Eigentlich müsste das ein Grund zum Feiern sein: Vor zehn Jahren wurden die Leihgroßeltern in Hilden ins Leben gerufen, tatsächlich aber klagen sie zurzeit über Nachwuchssorgen. Und das liegt nicht daran, dass die chronisch schwache Geburtenrate in Deutschland (aktuell 1,3 pro Frau) viel zu wenige Kinder produziert, um die sich die älteren Semester kümmern können. Es fehlt vielmehr an einer ausreichenden Zahl an Menschen, die sich um die übernächste Generation kümmern wollen. Rund 20 Familien seien derzeit unversorgt, berichtet Heike Cremerius von der Arbeiterwohlfahrt.

Das soll sich ändern. Aus diesem Grund können Menschen ab Freitag, 12. April, im Bürgerhaus einen Kurs der Volkshochschule belegen, der sie für die Aufgabe fit macht. Vier weitere Termine wird es geben (13., 19., 26. und 27. April). Das Angebot ist kostenlos. Für weitere Informationen stehen Mitarbeiter der VHS unter der Telefonnummer 02103 500530 als Ansprechpartner zur Verfügung.

Was ist eigentlich die Aufgabe von Leihgroßeltern? Einfache Antwort: sich kümmern, und zwar ganz zwanglos, so wie es auch biologische Großeltern tun würden. „Wir backen, kochen und spielen meistens bei mir zu Hause“, erzählt Hedwig Reusch-Strassmair über ihren Alltag als Leihgroßmutter. Auch Vorlesen steht hoch im Kurs. Beide Generationen sollen von den gemeinsamen Aktivitäten profitieren. „Die regelmäßigen Treffen holen mich vom Sofa runter“, sagt ein Mann, der dank der mittlerweile zehn Jahre währenden Begegnungen mit seinem Enkel der Wahl nun den Wert von Pokémon-Karten kennt und unter einem Tablet nicht mehr das Brett versteht, auf dem man sein Geschirr zum Esstisch trägt.

„Die Chemie muss stimmen“, nennt Heike Cremerius die wesentliche Bedingung für das Miteinander der Generationen. Ganz wichtig ist bei allen Beteiligten das Bewusstsein, dass Leihgroßeltern kein Ersatz für eine regelmäßige Kinderbetreuung sein sollen. Die Präferenzen von Senioren, Kindern und ihren Familien werden im Vorfeld geklärt. Das können zum Beispiel gemeinsame Hobbys und Interessen sein. Auch das Alter kann eine Rolle spielen, denn bei so manchem lebhaften Kind könnte ein nicht mehr ganz so rüstiger Rentner vermutlich schnell an seine Grenzen stoßen.

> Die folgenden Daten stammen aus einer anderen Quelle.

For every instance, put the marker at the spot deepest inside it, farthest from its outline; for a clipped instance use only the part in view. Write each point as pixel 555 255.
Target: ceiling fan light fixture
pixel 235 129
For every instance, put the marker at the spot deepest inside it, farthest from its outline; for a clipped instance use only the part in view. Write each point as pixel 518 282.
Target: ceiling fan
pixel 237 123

Aktuell sind in Hilden zwölf Leihgroßeltern aktiv. Fünf sind aus gesundheitlichen Gründen derzeit nicht in der Lage, sich um Kinder zu kümmern. Für vier weitere Freiwillige findet sich aktuell nicht die passende Familie. Und leider gehört auch das zur Wahrheit: Nicht immer funktioniert das Miteinander. So berichtet Cremerius von einer gescheiterten Leihgroßelternschaft, weil die Eifersucht der biologischen Großeltern dazu führte, dass das Kind am Ende zwischen allen Stühlen saß. In solchen Fällen sei ein Abbruch der Beziehung ratsam. Die Arbeiterwohlfahrt und weitere Beteiligte wie zum Beispiel das Stellwerk im Bürgerhaus an der Mittelstraße begleiten die Leihgroßeltern und die Familien so oder so im Hintergrund.

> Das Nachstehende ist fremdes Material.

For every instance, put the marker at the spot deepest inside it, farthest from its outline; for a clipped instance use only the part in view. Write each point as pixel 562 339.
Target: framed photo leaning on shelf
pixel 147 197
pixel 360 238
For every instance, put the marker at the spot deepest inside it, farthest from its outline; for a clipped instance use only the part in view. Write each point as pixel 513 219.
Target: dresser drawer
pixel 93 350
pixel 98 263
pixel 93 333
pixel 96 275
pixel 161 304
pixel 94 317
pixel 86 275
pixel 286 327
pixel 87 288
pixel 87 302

Die meisten Leihgroßeltern sind 60 bis 85 Jahre alt. Beim Mindestalter gebe es keine Vorgabe, so Cremerius. Sie berichtet von einem 60-Jährigen, der schon seit Jahren dabei sei. Eine Bedingung müssen alle Bewerber erfüllen: Für ihre Rolle müssen sie ein erweitertes Führungszeugnis vorlegen können. Ein solches Dokument benötigen Personen, die an Schulen oder in Vereinen in der Kinder- und Jugendarbeit tätig sein wollen. „Wir sollten den Kinderschutz hochschrauben“, betont der Beigeordnete Sönke Eichner. Das Führungszeugnis werde zukünftig zudem alle fünf Jahre erneuert werden müssen, kündigt Eichner an.

Eichner nennt die Leihgroßeltern ein Projekt, „das sich wirklich bewährt hat“. Folgerichtig startet im April zum siebten Mal in den vergangenen zehn Jahren die Ausbildung. Eichner wundert sich, dass so wenige andere Städte dieses Modell kopieren. Der Bedarf sei jedenfalls vorhanden, pflichtet ihm Cremerius bei, die in der Vergangenheit bereits potenziellen Bewerbern aus Haan eine Absage erteilte.